As shown in Table 4 and Figure 4, the manganese extraction rate is dependent on the molar ratio of manganese to carboxylic acid and its salt, and the total amount of carboxylic acid and carboxylate is 1.0 mol with respect to 1 mol of manganese in the yeast to be extracted. In the above case, it was found that the manganese extraction rate was very high, 65% or more.

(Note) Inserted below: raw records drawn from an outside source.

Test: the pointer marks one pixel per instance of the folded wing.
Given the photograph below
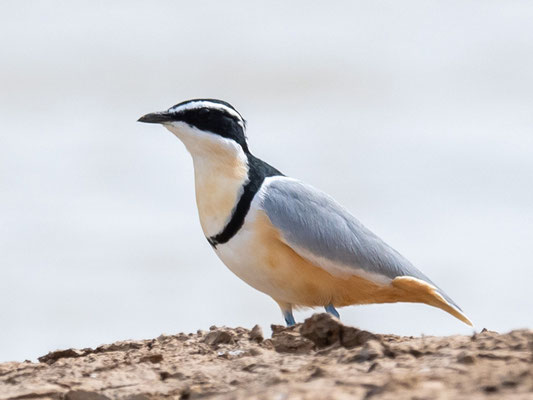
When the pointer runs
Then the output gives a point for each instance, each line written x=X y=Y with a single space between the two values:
x=319 y=229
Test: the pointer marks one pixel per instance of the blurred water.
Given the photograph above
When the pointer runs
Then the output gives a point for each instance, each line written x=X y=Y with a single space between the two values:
x=415 y=115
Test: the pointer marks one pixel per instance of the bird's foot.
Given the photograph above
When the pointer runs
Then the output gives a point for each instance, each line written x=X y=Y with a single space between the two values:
x=331 y=310
x=289 y=318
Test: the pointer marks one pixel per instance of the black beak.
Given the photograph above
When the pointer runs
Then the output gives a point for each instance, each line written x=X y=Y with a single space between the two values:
x=156 y=118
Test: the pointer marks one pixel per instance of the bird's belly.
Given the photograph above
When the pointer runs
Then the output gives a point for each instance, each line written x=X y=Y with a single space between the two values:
x=258 y=256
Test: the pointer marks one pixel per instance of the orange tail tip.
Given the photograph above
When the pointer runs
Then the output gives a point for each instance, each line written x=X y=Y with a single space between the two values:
x=419 y=291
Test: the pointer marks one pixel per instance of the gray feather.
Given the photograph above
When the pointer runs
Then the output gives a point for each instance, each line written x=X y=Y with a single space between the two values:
x=313 y=221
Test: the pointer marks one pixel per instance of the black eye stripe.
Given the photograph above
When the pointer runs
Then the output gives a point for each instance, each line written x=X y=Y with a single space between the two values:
x=217 y=121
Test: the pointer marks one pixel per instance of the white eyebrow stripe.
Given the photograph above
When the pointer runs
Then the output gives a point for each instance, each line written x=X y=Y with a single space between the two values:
x=208 y=104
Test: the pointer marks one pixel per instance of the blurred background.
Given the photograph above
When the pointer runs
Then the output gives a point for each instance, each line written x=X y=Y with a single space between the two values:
x=417 y=116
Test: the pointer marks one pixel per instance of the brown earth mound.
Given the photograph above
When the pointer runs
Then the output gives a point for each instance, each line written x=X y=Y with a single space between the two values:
x=319 y=359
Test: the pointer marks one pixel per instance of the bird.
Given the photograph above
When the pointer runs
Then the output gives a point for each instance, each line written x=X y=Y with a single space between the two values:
x=280 y=235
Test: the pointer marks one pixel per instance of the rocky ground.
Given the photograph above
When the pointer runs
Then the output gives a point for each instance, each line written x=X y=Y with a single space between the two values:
x=319 y=359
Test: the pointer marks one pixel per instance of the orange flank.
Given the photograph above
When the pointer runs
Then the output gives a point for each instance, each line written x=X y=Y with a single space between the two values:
x=302 y=283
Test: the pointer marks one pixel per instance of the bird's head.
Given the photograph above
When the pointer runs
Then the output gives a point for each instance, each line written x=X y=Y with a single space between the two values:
x=201 y=121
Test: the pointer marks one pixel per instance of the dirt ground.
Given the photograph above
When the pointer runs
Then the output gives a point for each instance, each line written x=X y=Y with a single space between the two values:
x=319 y=359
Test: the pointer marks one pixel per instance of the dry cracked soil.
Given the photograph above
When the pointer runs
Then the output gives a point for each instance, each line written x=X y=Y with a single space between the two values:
x=319 y=359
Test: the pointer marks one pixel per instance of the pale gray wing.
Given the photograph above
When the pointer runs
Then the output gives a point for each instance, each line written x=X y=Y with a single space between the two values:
x=313 y=222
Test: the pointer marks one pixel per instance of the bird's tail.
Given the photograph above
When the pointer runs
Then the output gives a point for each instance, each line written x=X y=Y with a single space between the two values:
x=422 y=292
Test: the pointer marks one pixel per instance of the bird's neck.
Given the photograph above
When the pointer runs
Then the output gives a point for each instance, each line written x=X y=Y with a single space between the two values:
x=220 y=172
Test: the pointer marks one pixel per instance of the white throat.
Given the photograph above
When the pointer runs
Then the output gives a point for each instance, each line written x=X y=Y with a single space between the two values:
x=220 y=173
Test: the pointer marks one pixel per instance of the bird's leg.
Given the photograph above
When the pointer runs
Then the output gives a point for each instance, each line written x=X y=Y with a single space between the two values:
x=331 y=310
x=286 y=310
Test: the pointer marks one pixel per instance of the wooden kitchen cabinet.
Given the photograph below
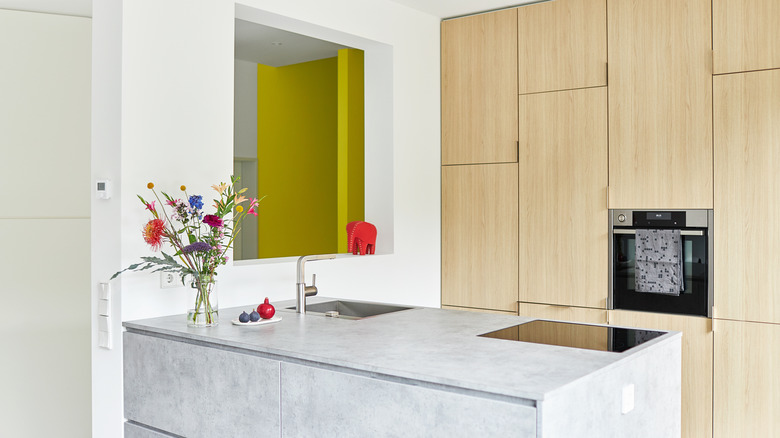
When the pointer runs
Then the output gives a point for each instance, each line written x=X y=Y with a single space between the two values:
x=562 y=45
x=563 y=190
x=745 y=35
x=660 y=104
x=747 y=196
x=747 y=384
x=479 y=88
x=479 y=236
x=697 y=368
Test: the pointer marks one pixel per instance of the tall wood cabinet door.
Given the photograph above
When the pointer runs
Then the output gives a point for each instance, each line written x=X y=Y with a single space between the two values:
x=745 y=35
x=660 y=104
x=697 y=348
x=562 y=45
x=747 y=383
x=479 y=88
x=747 y=196
x=479 y=236
x=563 y=191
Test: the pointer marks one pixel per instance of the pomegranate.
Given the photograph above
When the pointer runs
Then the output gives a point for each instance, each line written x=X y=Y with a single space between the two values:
x=266 y=310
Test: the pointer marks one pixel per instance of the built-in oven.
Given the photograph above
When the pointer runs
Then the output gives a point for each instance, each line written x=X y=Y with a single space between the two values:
x=688 y=235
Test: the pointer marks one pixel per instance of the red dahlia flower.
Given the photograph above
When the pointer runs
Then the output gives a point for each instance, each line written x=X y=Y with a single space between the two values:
x=153 y=232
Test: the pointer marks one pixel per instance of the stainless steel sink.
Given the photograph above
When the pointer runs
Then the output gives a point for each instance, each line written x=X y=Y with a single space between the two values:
x=351 y=309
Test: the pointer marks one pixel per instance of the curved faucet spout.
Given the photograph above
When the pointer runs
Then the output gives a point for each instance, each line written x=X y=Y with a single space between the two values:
x=303 y=290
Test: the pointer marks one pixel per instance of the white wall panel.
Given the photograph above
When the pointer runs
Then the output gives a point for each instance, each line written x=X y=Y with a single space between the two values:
x=44 y=115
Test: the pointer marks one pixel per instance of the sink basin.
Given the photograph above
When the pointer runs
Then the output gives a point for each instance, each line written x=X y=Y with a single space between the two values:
x=351 y=309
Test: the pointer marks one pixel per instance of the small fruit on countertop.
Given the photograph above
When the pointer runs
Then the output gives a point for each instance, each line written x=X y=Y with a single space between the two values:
x=266 y=310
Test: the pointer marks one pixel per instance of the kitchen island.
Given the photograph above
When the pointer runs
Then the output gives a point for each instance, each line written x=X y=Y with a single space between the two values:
x=418 y=372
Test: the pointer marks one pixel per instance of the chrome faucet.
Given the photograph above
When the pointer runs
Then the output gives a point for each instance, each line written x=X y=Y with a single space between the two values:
x=300 y=282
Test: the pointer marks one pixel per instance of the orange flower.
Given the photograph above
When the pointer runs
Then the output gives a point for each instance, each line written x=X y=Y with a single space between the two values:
x=153 y=232
x=220 y=188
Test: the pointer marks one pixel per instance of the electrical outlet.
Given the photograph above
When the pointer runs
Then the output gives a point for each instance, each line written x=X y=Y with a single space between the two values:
x=628 y=399
x=169 y=279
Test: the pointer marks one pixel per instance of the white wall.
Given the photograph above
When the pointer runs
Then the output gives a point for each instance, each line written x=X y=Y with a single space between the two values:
x=245 y=150
x=44 y=224
x=177 y=128
x=107 y=415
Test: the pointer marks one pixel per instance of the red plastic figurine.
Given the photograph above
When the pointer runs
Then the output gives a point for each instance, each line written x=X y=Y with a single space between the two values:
x=362 y=237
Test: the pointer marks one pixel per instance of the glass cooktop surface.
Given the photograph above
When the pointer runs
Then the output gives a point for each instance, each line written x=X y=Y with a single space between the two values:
x=565 y=334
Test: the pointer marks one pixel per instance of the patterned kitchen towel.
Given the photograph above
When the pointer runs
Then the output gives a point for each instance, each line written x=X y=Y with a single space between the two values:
x=659 y=262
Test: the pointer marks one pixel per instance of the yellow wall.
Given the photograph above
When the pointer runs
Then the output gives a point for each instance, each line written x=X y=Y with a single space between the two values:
x=310 y=119
x=297 y=158
x=351 y=139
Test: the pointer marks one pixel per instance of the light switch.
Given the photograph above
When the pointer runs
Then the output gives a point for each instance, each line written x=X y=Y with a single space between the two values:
x=628 y=399
x=103 y=324
x=104 y=308
x=104 y=340
x=104 y=291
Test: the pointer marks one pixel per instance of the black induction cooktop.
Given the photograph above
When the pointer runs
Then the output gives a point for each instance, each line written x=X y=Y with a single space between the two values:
x=591 y=337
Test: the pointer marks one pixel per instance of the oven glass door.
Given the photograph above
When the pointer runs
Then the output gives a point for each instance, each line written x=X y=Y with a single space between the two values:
x=692 y=301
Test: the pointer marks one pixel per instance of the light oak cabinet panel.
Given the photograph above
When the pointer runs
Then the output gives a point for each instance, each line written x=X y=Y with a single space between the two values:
x=747 y=383
x=697 y=368
x=479 y=88
x=563 y=313
x=660 y=104
x=563 y=191
x=479 y=236
x=745 y=35
x=562 y=45
x=747 y=196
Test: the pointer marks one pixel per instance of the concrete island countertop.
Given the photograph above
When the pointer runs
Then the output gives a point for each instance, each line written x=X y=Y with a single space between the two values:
x=429 y=345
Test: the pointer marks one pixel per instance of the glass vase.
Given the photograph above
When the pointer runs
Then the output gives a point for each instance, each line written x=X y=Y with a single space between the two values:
x=204 y=305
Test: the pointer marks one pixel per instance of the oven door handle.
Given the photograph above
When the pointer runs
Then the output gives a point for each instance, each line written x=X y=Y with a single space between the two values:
x=682 y=232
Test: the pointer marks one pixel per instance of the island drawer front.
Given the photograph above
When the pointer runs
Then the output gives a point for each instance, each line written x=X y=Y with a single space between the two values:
x=196 y=391
x=318 y=402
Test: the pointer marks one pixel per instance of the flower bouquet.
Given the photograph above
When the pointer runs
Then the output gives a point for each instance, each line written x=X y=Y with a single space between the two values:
x=200 y=242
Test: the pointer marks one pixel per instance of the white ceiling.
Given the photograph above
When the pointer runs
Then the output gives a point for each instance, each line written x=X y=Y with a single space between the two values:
x=275 y=47
x=81 y=8
x=456 y=8
x=438 y=8
x=254 y=42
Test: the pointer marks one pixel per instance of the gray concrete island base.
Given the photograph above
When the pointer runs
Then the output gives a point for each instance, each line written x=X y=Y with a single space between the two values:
x=422 y=372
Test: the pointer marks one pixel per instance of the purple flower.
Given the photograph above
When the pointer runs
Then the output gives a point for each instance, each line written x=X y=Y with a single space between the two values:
x=196 y=247
x=196 y=202
x=212 y=221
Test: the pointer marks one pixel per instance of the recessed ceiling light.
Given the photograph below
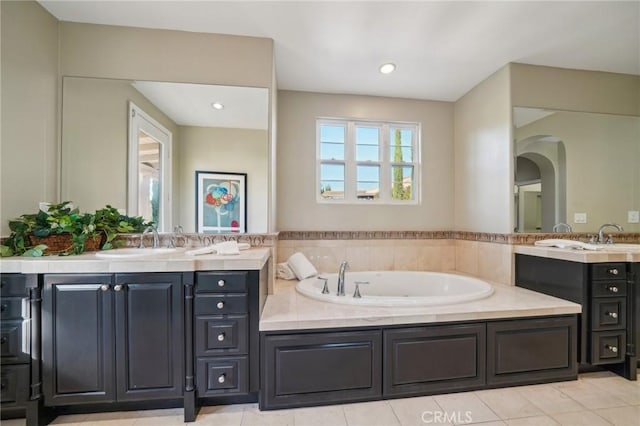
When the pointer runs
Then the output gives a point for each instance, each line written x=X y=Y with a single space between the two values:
x=387 y=68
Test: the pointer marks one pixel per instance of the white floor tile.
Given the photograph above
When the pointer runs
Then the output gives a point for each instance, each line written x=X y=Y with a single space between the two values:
x=466 y=406
x=377 y=413
x=581 y=418
x=621 y=416
x=508 y=403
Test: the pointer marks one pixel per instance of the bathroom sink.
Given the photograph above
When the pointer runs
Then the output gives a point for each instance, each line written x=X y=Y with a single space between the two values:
x=130 y=252
x=634 y=248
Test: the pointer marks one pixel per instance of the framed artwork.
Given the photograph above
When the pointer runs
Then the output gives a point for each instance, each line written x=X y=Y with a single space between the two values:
x=221 y=202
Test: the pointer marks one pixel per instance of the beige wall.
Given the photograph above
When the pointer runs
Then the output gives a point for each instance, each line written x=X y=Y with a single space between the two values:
x=95 y=141
x=296 y=158
x=29 y=159
x=483 y=157
x=224 y=150
x=602 y=161
x=575 y=90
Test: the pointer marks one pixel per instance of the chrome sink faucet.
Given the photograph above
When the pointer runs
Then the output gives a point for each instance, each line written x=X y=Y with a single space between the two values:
x=156 y=237
x=601 y=238
x=343 y=268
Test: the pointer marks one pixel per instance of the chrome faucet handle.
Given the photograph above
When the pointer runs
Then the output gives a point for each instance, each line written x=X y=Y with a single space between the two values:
x=356 y=293
x=325 y=288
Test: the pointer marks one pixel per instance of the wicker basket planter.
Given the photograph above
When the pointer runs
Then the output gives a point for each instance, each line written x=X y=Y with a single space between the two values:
x=63 y=243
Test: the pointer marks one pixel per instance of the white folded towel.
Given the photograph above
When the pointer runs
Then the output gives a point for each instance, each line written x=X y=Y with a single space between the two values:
x=560 y=243
x=301 y=266
x=284 y=272
x=224 y=248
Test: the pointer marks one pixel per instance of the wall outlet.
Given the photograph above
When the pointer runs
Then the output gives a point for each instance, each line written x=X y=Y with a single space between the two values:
x=579 y=218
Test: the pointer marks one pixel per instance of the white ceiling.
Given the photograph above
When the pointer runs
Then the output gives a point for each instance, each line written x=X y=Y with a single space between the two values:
x=441 y=48
x=190 y=104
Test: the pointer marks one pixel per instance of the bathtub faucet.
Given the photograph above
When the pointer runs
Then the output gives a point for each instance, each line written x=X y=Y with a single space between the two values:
x=343 y=267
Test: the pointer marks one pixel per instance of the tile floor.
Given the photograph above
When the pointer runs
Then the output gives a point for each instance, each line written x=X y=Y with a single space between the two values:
x=598 y=398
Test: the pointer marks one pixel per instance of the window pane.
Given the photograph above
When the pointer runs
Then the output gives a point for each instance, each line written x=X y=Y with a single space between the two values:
x=332 y=142
x=367 y=143
x=368 y=183
x=402 y=183
x=401 y=145
x=332 y=181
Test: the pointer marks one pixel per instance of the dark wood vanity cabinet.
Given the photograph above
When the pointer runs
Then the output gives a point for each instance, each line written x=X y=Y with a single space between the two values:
x=608 y=293
x=18 y=340
x=109 y=338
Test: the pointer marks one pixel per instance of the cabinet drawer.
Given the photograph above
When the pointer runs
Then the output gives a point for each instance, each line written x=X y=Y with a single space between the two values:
x=14 y=342
x=609 y=288
x=221 y=282
x=608 y=313
x=218 y=304
x=222 y=376
x=607 y=347
x=14 y=384
x=608 y=271
x=13 y=285
x=220 y=334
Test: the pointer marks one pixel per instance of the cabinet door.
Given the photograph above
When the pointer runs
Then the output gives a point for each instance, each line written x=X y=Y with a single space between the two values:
x=320 y=368
x=149 y=336
x=432 y=359
x=77 y=339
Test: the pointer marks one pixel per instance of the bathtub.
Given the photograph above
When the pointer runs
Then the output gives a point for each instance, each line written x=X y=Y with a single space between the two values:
x=398 y=288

(Test Example 5: Evaluation of solubility)

1 g of the yeast extract powder containing high manganese obtained in Test Examples 4 to 9 was diluted in 100 mL of water or apple juice (a beverage containing 10% by volume apple juice, Asahi Beverage Co., Ltd.), and a yeast extract containing high manganese 1% (mass / Volume) solution was prepared.

And the turbidity of each solution was obtained by measuring the absorbance (O.D.660) at a wavelength of 660 nm using a spectrophotometer (U-2000 type, Hitachi Corporation).

In addition, after centrifuging each of the solutions at 3,000 rpm for 5 minutes, the presence or absence of precipitation was observed.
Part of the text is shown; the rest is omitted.